Contar los muertos

foto por Karisa Cruz Rosado
I
Esa noche las tumbas se abrieron. Las lápidas salieron del cementerio flotando río abajo. Como barcos de papel a la deriva, no dieron indicios de dónde finalmente encallarían. Las aguas arrancaron los ataúdes como arrancaron las raíces de los árboles que cayeron ante el embate de los vientos. El cementerio se volvió un lugar sin orden; un infierno de caos, un lodazal espeso y maloliente. Más tarde, aparecieron cuerpos en los lugares más extraños. Algunos descansaban atrapados entre ramas, colgando como adornos de Navidad. Otros aparecieron escondidos bajo planchas de zinc o acurrucados en las cunetas. Algunos flotaron dentro de las casas en las que el agua llegaba casi a los techos. Los sobrevivientes estaban aterrados. Los cadáveres inflados eran como peces de agua dulce chapoteando en las inundaciones. Parecían sirenas míticas. Las escenas eran dantescas. Las autoridades estaban confundidas. Se preguntaban si eran muertos viejos o muertos nuevos los que emergían de las aguas pantanosas.II
Los pueblos rurales quedaron incomunicados. Los árboles caídos cerraron las carreteras. Se interrumpió la electricidad y la provisión de agua potable.
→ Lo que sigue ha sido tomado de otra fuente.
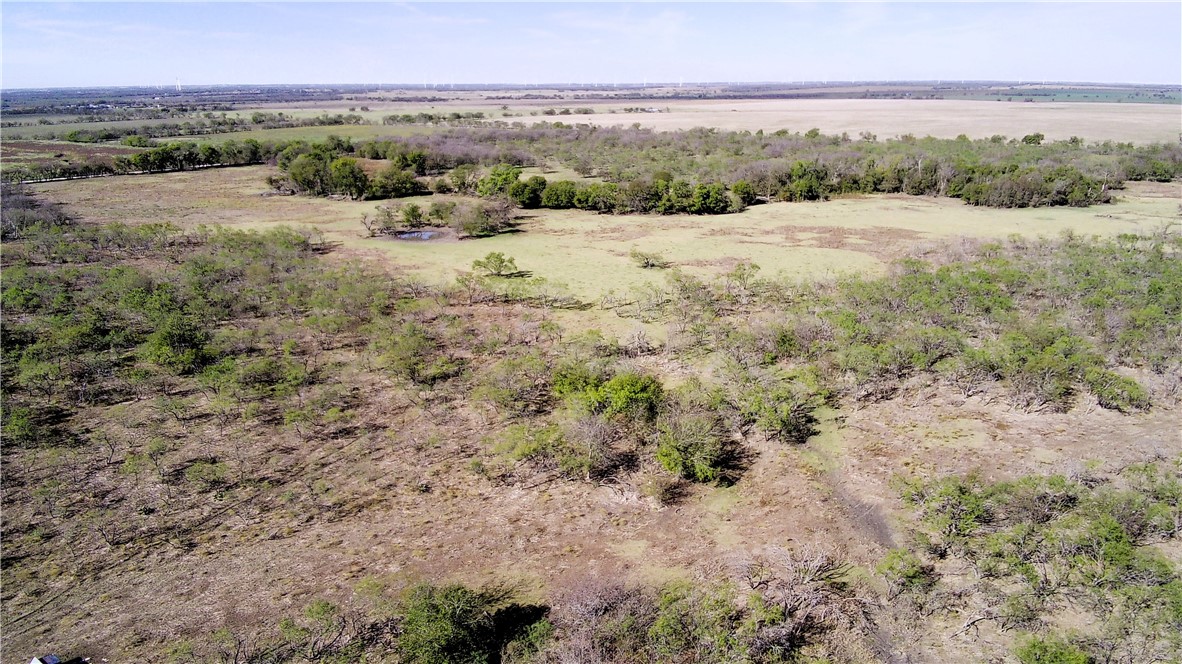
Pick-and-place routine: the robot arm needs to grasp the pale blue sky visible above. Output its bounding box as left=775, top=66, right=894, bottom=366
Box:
left=0, top=1, right=1182, bottom=89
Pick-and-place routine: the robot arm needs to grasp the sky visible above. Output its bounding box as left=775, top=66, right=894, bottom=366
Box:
left=0, top=0, right=1182, bottom=89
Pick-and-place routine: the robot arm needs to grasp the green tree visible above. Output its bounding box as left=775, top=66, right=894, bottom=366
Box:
left=509, top=175, right=546, bottom=209
left=329, top=157, right=369, bottom=198
left=476, top=164, right=521, bottom=198
left=541, top=180, right=579, bottom=210
left=143, top=313, right=210, bottom=373
left=398, top=584, right=507, bottom=664
left=472, top=252, right=518, bottom=276
left=287, top=152, right=332, bottom=196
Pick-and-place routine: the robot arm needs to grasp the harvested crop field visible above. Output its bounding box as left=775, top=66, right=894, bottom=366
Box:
left=37, top=167, right=1182, bottom=300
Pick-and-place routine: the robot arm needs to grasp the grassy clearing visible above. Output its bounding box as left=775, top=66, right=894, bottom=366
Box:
left=37, top=167, right=1182, bottom=300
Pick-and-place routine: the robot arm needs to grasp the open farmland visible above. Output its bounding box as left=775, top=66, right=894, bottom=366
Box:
left=37, top=167, right=1182, bottom=301
left=0, top=81, right=1182, bottom=664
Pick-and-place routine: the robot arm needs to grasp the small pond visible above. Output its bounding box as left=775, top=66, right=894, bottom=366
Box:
left=394, top=230, right=440, bottom=240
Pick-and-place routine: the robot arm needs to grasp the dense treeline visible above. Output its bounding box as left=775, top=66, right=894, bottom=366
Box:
left=274, top=126, right=1182, bottom=214
left=878, top=458, right=1182, bottom=664
left=5, top=121, right=1182, bottom=207
left=0, top=184, right=1182, bottom=663
left=347, top=123, right=1182, bottom=207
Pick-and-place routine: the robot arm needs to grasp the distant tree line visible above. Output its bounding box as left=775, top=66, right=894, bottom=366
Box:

Los ríos se hincharon con el agua de la lluvia que cayó sin descanso por horas y se llevaron los puentes enredados en su furia inclemente. Los enfermos fueron los primeros en irse. Luego los bebés prematuros. Le siguieron los ancianos. Los pájaros dejaron de cantar porque también sucumbieron. La muerte se apoderó de las montañas.
III
Después del huracán, una plaga se ensañó con la isla. Durante meses, arrasó con los más humildes. Se escondió en la negritud de la noche en la isla a oscuras. Llegó sin prisa y se llevó a los que encontró mal heridos, tristes, enfermos, sedientos, solos, abandonados. A algunos los lanzó desde los precipicios; a otros los emborrachó con soñolencia y se los llevó dormidos. Otros murieron callados como pichones. A otros, los arrebató con zarpazos de fiera herida. Nadie sabía cuantos habían sido los muertos.
IV
En Jayuya, sin luz, ni agua, ni comunicación, ni acceso por tierra , Lola cuidaba a su padre enfermo como podía. Observaba el jadeo profundo, escuchaba los quejidos. Qué podía hacer sino acompañarle en lo que quedó de su casita de madera sin techumbre, apenas con dos paredes en pie y un pedacito de techo. Contaba las respiraciones de su padre, que por momento se detenían y entonces, sobrevenía el suspiro de la muerte. Así pasaron dos días, hasta que exhaló el último aire. Sus hermanos cavaron un hoyo profundo en el terreno, que cedió con facilidad ante los golpes secos de las palas. Le hicieron la mortaja con una sábana. Lo colocaron con enorme ternura en el hueco y lo cubrieron con tierra húmeda. Para no olvidar donde lo enterraron, marcaron la tumba improvisada con una cruz de palo y un pañuelo.
V
Como el padre de Lola, fueron muchos los muertos invisibles. No hubo médicos de cabecera que certificaran sus decesos. En algunos pueblos eran tantos, que la pestilencia llegaba a los lugares más remotos. El llanto de los sobrevivientes se escuchaba en las costas, en las ciudades, en las montañas. Algunos cadáveres llegaron a Medicina Forense, donde no había facilidades para refrigerarlos. El olor a muerte eran intenso. Tuvieron que desalojar el edificio.
VI
Meses después, vinieron a contar los fallecidos. Hablaron con la gente en los campos y en las ciudades. Entrevistaron a los sobrevivientes como se hace en las aldeas más remotas de África y de la India, donde no existen registros demográficos ni se expiden certificados de defunción. Uno a uno empezaron a aparecer los muertos. En cada familia, se volvían visibles cuando mostraban las tumbas improvisadas en los jardines. Asumían corporeidad cuando señalaban los árboles que estaban reverdeciendo sobre las osamentas cubiertas por la composta. Uno a uno empezaron a contarlos. Los fallecidos se multiplicaban de 16, a 64, a 4645 hasta constituir una multitud demasiado grande para ignorarla.
VII
Cada muerto dejó atrás un par de zapatos. Sus sobrevivientes los colocaron sobre la acera en el norte del Capitolio para recordarlos. Primero fueron 10, luego 20, 50, y así su numero se multiplicó por cientos. Los zapatos formaron un tejido entrañable en el mármol frío; formaron un ejercito de muertos de pie, cada uno calzando botas, tenis, sandalias, botines, charoles. En absoluto silencio, se mantuvieron presentes para que los contaran, porque estos muertos, desde el otro lado, exigieron ser contados.